Abb. 1 Karte zur Lage von Chirbet el-Machruq.

Chirbet el-Machruq ist eine Ortslage im Jordantal, die sich 30km Luftlinie nördlich von → Jericho und 40km südlich von → Bet-Schean befindet (Koordinaten: 1983.1710; N 32° 07' 54'', E 35° 30' 36''; 247 u.M.). Sie liegt strategisch äußerst wichtig auf einem nach Südosten weit in die Ebene ragenden Bergsporn, der einen hervorragenden Aussichtspunkt bietet und damit die Kontrolle wichtiger Straßen erlaubt: der Nord-Süd-Verbindung durch das Jordan-Tal sowie der Straße, die am Fuß des Sporns nach Nordwesten abzweigt und nach → Sichem führt, und auch der Straße, die von hier Richtung Südosten nach Amman geht.

Zu drei weiteren Ortslagen namens Chirbet el-Machruq s. Zertal 2005, Nr. 72-74.

2. Geschichte

Nach den 1974, 1975 und 1980 durchgeführten Grabungen lag auf dem heute von Schützengräben durchzogenen Hügel in der Frühbronzezeit eine befestigte Stadt, von der inzwischen allerdings nur noch geringe Reste von Lehmziegelmauern zu sehen sind. Aus der Eisenzeit II stammen zwei einzeln stehende Wachtürme, deren Reste noch gut erkennbar sind, die aber neuzeitlich dadurch erheblich zerstört worden sind, dass man in ihnen jeweils Geschützstellungen errichtet hat (Kochavi, 229; The West Bank and East Jerusalem Searchable Map).

© public domain (Foto: Klaus Koenen, 2001)

Abb. 2 Schnitt durch Lehmziegelmauern der frühbronzezeitlichen Stadt (Chirbet el-Machruq).

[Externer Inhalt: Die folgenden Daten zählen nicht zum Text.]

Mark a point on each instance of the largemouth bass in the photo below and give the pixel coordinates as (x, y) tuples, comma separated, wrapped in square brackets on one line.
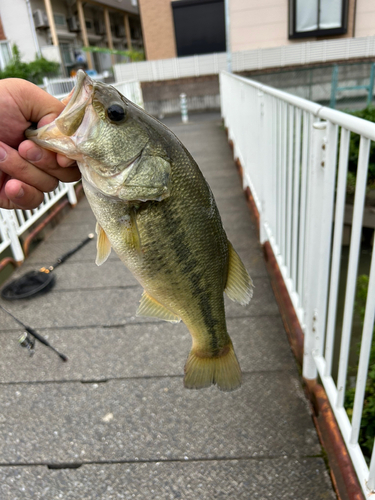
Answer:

2.1. Die frühbronzezeitliche Stadt. In der Frühbronzezeit war das breite Ende des Sporns von einer befestigten Stadt bedeckt. Sie war fast ringsum durch Abhänge natürlich geschützt, im Nordwesten jedoch, von wo man über einen Bergsattel den besten Zugang hatte, durch einen in den Fels geschlagenen Graben, einen massiven Turm aus Ziegeln und dicke Mauern mit Glacis besonders gesichert. Bei dem Turm, der von Norden nur über eine Treppe zugänglich war, unterscheiden die Ausgräber z.B. aufgrund der Verwendung unterschiedlicher Ziegel, übereinander liegender Fußböden und einer über 1m dicken Ascheschicht drei Bauphasen, die angesichts der Wiederverwendung der Mauerlinien wohl unmittelbar aufeinander folgten. Die beiden ersten werden der Frühbronzezeit II, die dritte wird der Frühbronzezeit III zugeschrieben. Erst ab der zweiten Phase war die Stadt von einer 2m dicken, bis zu 5m hoch erhaltenen Stadtmauer aus Lehmziegeln auf einem Steinsockel umgeben. Sie wurde in der dritten Phase auf 3m Dicke verstärkt.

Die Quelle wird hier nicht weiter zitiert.